Personnellement , je suis favorable à une large autonomie des universités et à un plurifinancement que je propose depuis fort longtemps : les tracts du Cercle Jacques Bainville de Rennes-2 des années 80 (tracts que je rédigeais souvent le soir et que je tapais sur une vieille machine à écrire) confirmeront que je n’ai pas varié sur cette idée-là car cela me semble, depuis toujours, la solution la plus viable et la plus intéressante pour financer correctement des universités aujourd’hui exsangues et leur assurer une meilleure intégration au tissu socio-professionnel et culturel de la région.

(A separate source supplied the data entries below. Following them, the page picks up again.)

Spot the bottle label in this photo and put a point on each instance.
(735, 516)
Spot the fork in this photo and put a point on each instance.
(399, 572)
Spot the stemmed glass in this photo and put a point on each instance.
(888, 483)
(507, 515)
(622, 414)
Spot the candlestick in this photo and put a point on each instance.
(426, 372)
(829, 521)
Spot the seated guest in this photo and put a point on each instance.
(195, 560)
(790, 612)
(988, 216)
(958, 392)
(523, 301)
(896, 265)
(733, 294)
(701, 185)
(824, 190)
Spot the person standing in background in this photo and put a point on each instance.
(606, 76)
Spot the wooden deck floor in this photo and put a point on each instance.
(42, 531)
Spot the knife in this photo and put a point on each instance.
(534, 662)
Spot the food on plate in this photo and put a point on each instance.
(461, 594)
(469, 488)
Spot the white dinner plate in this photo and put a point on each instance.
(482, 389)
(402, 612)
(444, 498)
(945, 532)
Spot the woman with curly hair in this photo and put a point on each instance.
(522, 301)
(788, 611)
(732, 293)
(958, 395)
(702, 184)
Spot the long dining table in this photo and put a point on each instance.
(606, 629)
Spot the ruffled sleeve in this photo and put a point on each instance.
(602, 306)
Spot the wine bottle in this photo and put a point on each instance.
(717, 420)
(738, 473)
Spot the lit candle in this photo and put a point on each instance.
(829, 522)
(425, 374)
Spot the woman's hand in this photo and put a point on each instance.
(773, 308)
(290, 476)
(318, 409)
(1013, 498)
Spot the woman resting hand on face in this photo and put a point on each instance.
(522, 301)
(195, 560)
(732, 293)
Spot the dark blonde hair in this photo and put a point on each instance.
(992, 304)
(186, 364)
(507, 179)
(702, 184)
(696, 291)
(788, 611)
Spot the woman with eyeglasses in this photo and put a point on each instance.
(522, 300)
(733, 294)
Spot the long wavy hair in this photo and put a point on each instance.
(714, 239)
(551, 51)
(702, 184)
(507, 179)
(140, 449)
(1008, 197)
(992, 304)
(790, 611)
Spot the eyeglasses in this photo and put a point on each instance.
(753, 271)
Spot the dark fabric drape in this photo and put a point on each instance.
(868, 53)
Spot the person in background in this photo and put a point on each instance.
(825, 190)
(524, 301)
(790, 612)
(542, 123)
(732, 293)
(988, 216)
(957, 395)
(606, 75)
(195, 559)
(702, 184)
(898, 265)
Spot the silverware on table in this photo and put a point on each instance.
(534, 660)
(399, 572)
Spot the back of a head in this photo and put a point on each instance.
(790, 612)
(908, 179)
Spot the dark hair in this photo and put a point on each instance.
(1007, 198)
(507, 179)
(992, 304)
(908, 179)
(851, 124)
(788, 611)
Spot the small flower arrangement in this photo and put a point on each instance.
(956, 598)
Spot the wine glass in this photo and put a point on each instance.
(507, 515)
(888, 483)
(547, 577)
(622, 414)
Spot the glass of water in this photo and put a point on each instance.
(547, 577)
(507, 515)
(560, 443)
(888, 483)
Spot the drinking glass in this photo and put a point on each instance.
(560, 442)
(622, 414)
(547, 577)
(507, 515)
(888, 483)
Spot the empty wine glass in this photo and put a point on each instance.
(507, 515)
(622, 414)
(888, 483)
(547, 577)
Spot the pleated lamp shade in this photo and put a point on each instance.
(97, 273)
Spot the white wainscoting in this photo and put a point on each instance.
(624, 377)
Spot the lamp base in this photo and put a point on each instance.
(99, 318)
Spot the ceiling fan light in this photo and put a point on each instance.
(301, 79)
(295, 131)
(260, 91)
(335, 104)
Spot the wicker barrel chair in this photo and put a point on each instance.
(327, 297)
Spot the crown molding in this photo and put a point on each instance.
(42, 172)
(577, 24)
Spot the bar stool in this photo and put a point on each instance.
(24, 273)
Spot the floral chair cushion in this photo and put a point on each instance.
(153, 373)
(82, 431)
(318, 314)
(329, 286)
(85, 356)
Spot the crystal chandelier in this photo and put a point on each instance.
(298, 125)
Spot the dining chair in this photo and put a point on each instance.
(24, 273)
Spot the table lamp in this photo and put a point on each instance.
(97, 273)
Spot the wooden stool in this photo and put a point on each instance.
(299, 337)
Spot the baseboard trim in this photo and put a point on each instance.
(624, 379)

Ce qui me frappe dans l’actuelle contestation, c’est qu’elle s’appuie sur une sorte de peur irrationnelle de l’avenir et de la liberté que procurerait une émancipation à l’égard de l’Etat argentier et grand Maître décideur ; une peur qui semble ronger ces étudiants antilibéraux qui se veulent libertaires pour ne pas avoir, concrètement, à se frotter à une forme de liberté qu’ils redoutent comme de modernes « Tanguy » accrochés à leurs petites habitudes, à un confort intellectuel qui ne les honore pas vraiment. On me trouvera sévère ? Sans doute mais parce que, si je suis un farouche adversaire d’un libéralisme déshumanisateur et irrespectueux des traditions et des équilibres sociaux, je n’en suis pas moins convaincu que, comme je le dis souvent : « la liberté, ça ne se renifle pas, ça se respire » et que je constate que les actuels bloqueurs ne sont pas vraiment respectueux des libertés d’autrui, peut-être parce qu’ils ont peur d’une liberté universitaire qui, pourtant, me semble bien nécessaire aujourd’hui.